Global recession hits IT hard
A series of reports and job cuts announced over the past week prove technology spending worldwide is under extreme pressure and IT vendors are being forced to review their plans, reports Computing.co.uk.
Analyst Forrester Research forecasts that spending on IT products and services will fall by 3% in 2009 ‑ the first such drop since 2002.
Gartner is slightly more optimistic, predicting IT budgets will remain flat this year, with an average increase of just 0.16% globally and 0.4% in Europe.
Cisco scammer gets five years
A former system administrator, who pocketed several million dollars by scamming Cisco's part replacement programme, has been sentenced to five years in prison by a federal court in New Jersey, says The Register.
Michael Kyereme was a network troubleshooter for the city of Newark between 2002 and 2007, where he was authorised to buy replacement parts from Cisco.
The 41-year-old was arrested and later admitted to falsely ordering replacements for faulty networking gear, and requesting swaps for gear that was more expensive than what the city actually owned. He then resold the merchandise in California and kept the profit.

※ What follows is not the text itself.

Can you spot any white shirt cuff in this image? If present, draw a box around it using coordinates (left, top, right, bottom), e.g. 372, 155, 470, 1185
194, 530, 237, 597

UK forges ahead with next-gen
Do-it-yourself broadband schemes are springing up around the UK as communities refuse to wait for big firms to roll out faster networks, reports The BBC.
That is the conclusion of a new report into the state of broadband in Britain. The Communications Consumer Panel, an advisory body, has mapped over 40 local broadband projects.
They range from a scheme in Hampshire to run fibre to just 30 houses, to one in Yorkshire that will connect around 550 000 homes.
Censorship law dealt death blow
The US Department of Justice has been trying since 1998 to convince courts that a federal anti-porn law targeting sexually explicit Web sites was constitutional, says CNet.
No longer. Yesterday, the US Supreme Court rejected prosecutors' last-ditch defence of the Child Online Protection Act (Copa), meaning the law will not be enforced.
Copa was enacted during the anti-Internet porn scares of the late 1990s, in part as a narrower answer to a previous Internet censorship law that also met its demise in the courts. The law is surprisingly limited, and applies only to material delivered "by means of the World Wide Web".